Here are two simple examples of this principle: Suppose Alice is working on the Riemann Hypothesis. This famous problem says that all the non-trivial zeroes of the zeta function must lie on the line.

The zeta function has so called trivial zeroes at She proves that all the vinay deolalikar p np zeroes of the zeta function must have a left-to-right symmetry about the line. She then uses this cool lemma to solve the Riemann Hypothesis.

But after checking her argument she discovers that her cool lemma never used vinay deolalikar p np fact that the zeroes were non-trivial.

Clearly, this is a problem, since it would imply that the zeta function has zeroes with real part greater than. This is false and so her lemma has to be re-thought Vinay deolalikar p np have worked on a much less important problembut one where the principle played a role.

I had an idea for proving a certain complexity theorem—nothing like P NP—but still an open vinay deolalikar p np. I was pretty excited and quickly thought I could generalize my trick to solve the full problem.
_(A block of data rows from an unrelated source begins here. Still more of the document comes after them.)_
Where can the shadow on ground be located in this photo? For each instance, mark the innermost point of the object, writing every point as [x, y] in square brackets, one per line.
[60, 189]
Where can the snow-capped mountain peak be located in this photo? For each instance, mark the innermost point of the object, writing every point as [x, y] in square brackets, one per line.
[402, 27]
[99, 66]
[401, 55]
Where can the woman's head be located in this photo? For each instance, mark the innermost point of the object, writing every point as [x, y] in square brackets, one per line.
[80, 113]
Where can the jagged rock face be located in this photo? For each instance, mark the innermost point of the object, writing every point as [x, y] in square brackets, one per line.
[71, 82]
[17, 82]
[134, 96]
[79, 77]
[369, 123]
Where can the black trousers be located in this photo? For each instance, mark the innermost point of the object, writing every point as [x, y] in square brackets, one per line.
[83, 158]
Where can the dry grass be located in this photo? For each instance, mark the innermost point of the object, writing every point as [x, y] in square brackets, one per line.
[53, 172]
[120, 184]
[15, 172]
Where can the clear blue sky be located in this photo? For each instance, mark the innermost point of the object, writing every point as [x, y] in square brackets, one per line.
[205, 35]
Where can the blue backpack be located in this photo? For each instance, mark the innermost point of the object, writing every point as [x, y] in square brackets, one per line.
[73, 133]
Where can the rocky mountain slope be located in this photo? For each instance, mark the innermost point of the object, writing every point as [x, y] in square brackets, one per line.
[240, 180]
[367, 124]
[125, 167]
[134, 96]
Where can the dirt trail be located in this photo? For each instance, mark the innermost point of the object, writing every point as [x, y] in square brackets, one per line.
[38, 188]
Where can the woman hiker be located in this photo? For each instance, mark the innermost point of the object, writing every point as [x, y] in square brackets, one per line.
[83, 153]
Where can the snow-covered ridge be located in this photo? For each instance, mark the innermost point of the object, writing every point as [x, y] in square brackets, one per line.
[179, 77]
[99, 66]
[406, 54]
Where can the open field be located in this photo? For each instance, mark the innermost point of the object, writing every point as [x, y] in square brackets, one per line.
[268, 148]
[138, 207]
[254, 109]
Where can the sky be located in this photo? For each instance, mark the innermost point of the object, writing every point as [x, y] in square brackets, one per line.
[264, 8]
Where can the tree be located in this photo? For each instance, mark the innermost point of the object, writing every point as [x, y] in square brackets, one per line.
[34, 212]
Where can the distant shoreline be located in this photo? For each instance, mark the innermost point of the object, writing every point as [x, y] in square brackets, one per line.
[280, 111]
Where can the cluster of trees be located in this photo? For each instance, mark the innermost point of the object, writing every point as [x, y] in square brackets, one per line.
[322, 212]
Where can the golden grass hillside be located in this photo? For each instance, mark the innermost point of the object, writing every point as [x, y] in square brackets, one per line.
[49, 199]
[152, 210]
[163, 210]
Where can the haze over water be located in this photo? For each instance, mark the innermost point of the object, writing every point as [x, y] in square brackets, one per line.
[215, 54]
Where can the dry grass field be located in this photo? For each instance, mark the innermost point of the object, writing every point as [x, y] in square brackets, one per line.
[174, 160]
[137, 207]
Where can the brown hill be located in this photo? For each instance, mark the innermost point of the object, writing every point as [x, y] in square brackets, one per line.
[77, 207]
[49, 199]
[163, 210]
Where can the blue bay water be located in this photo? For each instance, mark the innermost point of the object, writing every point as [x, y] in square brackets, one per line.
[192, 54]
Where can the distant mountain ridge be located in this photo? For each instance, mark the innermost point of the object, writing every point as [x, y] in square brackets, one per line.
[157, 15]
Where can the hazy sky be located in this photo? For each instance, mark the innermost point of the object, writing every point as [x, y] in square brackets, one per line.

Alas, I saw that the principle applied here: The problem I worked on is still open. They do not state their concern in this way, but it is essentially a potential violation of the principle.

## Deolalikar P vs NP paper - Polymath1Wiki

Of course, -SAT is long known to be in polynomial time, so if his proof does not have a critical step, lemma, or place where is used in an essential way, then it has problems.

Vinay deolalikar p np is that "intriguing structure in the solution space is not sufficient for NP hardness".

The second is that "intriguing structure is not necessary for NP hardness".